I'm tenure-track faculty at a very large, research-intensive state school now. My salary is where I'd start out at Google as an engineer with a PhD, because the university has recognized the need to compete with the private sector. I chose not to take the Google job at the time because I wanted to run my own lab, but the decision was close. I now have a few PhD students, some very limited grant money coming in. I do have to teach: some of it is fun, and I'm trying to give something back to my "customers" without spending valuable time on it (which I need to spend on research).
I do see some people that work crazy hours. They tend to either be very good at what they do, or they go for every grant opportunity they see (and still have a poor success rate). With the low chances of getting a proposal funded at certain important institutions (like NSF, NIH), I feel I need to economize and only send in core work.
Yes, a lot of teaching is offloaded on teaching faculty with year-to-year jobs. Science is not in their career goals, but they are much more dedicated educators. Given the poor preparation and an attitude among our undergrads to "pick up a degree" in lieu of "learning something profound", I think this is the right choice.

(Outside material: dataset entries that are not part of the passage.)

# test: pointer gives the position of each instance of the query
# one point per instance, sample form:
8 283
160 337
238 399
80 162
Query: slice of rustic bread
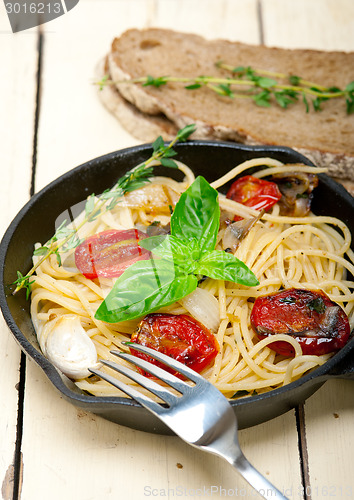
142 126
326 136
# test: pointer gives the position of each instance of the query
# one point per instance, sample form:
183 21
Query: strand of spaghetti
313 251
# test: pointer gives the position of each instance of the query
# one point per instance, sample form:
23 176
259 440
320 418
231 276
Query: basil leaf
221 265
197 214
145 287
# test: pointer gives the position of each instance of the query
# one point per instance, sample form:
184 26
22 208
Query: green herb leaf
262 98
197 215
266 83
41 251
350 87
143 288
185 132
193 86
168 247
294 80
155 82
225 266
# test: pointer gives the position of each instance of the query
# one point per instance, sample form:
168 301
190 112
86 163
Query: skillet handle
345 367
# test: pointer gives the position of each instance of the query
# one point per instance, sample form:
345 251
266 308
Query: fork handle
255 478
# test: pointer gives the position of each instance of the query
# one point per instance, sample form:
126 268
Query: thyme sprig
261 86
66 238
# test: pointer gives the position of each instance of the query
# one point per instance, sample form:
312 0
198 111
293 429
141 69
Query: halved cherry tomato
255 193
109 253
178 336
318 324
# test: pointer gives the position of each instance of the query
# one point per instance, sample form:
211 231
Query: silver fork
201 416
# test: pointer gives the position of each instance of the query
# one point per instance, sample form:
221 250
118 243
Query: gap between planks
18 459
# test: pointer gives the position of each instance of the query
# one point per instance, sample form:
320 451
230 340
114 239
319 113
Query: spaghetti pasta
311 252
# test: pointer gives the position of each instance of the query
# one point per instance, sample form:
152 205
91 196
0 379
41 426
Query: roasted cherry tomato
179 336
109 253
255 193
318 324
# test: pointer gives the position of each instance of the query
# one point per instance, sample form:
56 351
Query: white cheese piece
69 348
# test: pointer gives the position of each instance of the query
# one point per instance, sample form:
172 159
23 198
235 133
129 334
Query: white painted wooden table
51 121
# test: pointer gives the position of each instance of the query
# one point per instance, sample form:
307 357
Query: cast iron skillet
36 222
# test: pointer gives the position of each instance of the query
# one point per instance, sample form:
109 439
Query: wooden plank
328 418
18 56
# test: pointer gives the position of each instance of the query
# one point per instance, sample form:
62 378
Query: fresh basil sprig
180 259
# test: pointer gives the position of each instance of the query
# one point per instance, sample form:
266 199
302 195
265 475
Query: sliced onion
204 307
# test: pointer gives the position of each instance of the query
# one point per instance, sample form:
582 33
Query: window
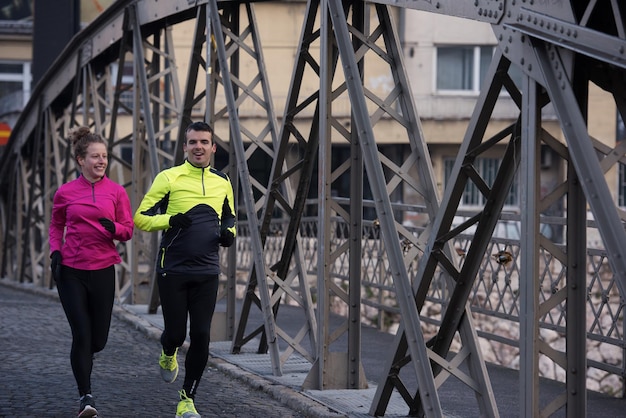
15 80
488 169
463 68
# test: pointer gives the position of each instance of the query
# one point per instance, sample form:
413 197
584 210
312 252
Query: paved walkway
36 378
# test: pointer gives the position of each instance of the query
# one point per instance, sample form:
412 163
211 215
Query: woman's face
95 162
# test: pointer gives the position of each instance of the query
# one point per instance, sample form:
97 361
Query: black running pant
87 298
192 295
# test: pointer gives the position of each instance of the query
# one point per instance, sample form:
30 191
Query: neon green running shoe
169 366
185 408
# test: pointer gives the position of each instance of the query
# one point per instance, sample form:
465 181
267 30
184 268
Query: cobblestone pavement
36 377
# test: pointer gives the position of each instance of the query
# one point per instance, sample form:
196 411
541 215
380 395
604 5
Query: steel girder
558 66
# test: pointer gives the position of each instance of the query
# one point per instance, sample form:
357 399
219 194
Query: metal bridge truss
559 47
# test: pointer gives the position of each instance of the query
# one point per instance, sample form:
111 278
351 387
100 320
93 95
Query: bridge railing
495 298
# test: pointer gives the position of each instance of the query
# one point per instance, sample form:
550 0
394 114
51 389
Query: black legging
87 298
194 295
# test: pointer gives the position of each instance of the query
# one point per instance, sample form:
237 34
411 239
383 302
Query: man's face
199 147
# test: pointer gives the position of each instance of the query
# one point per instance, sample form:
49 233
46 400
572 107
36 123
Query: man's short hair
199 127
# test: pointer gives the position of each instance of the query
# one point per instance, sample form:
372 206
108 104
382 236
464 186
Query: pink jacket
77 206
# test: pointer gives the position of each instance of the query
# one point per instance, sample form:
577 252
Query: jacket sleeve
123 217
150 215
57 223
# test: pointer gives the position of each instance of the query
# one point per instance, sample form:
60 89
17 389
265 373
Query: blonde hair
81 137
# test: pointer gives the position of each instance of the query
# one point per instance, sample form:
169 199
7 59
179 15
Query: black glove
55 264
226 238
180 220
107 224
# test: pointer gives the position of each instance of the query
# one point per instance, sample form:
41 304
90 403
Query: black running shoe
87 407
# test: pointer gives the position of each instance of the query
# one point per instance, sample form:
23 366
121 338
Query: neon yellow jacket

We do not work with adjuncts all that much, but it's widely agreed that working as an adjunct for more than a year is labor of love, not a career.
I'm happy with my job for it offers plenty of intellectual and practical freedom. The downside is having to live in a college town rather than in NYC or SFO, or in a much more interesting European city. I'll live with this trade-off.
Remember to say hello to your bank teller.